ABSTRACT
This article focuses on decolonising exhibition practices and colonial archives. It begins with a survey of literature on nineteenth-century colonial exhibitions and world’s fairs as a cultural practice and the complicity of academic disciplines such as anthropology and ethnology in promoting violent forms of pedagogy. Next, the article examines the failed Liberty’s 1885 exhibition in London, specifically analyzing the nautch dancers whose moving bodies both engaged and disrupted the scopophilia framing such live human exhibits. In the final section, the article examines how re-imagining the Liberty’s nautch experiences by embodying archival slippages might be a usefully anarchic way of exhuming the memories of those dancers forgotten by both British and Indian nationalist history.
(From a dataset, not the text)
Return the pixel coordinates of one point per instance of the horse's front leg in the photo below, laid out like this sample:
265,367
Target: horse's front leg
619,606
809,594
The article delineates the structural limitations of reenactments, a current trend in contemporary Euro-American dance, and it argues that historical fiction as a corporeal methodology might be a viable decolonising strategy for dance studies.
Acknowledgements
This work was supported by the British Academy/Leverhulme Trust under the Small Research Grants Scheme (SRG2016).
Disclosure statement
No potential conflict of interest was reported by the author.
Notes on contributor
Prarthana Purkayastha is Senior Lecturer in Dance at Royal Holloway University of London. Her monograph Indian Modern Dance, Feminism and Transnationalism (2014, Palgrave Macmillan New World Choreographies series) won the 2015 de la Torre Bueno Prize from the Society of Dance History Scholars and the 2015 Outstanding Publication Award from the Congress on Research in Dance. Her research locates South Asian dance at the intersections of race, gender and nationhood.
Notes
1 It is important to examine briefly here the multiplicity of meanings that the term ‘nautch’ evoked for people in South Asia and for those in Europe. As Rosie Jensen (Citation2018) suggests, one meaning pointed to the dramatised and fictional character of an exotic South Asian dancer, which was popularised on the European stage through ballets such as La Bayadère (1877) and productions such as The Nautch Girl (1891). These were played by white performers. The other versions of nautch were the real South Asian dancers who Euro-Americans encountered in India, or who travelled to Europe and North America from India. The term nautch is an anglicised version of the word ‘naach’, which translates simply as ‘dance’. It was an umbrella term used by Europeans to collapse a range of different practices of dance from across the South Asian sub-continent. The nautch body, along with the bodies of devadasis (temple dancers) became the centre of fierce debates on South Asian dancing women’s sexual promiscuity, public sexual health, property and inheritance rights for women, etc. under colonial rule. Simultaneously attractive and fearsome, beautiful and dangerous, skilled but disreputable – the nautch embodied ambivalent attitudes to the idea of Indian exotic femininity. An anti-nautch campaign was launched by British Christian missionaries and urban Indians, including nationalists and professionals, in 1892, a few years after nautch dancers were brought over for the Liberty’s exhibit. It ultimately led to the suppression of the devadasi (temple dancer) system in India. See Pallabi Chakravorty (Citation2008) for a more detailed discussion of nautch.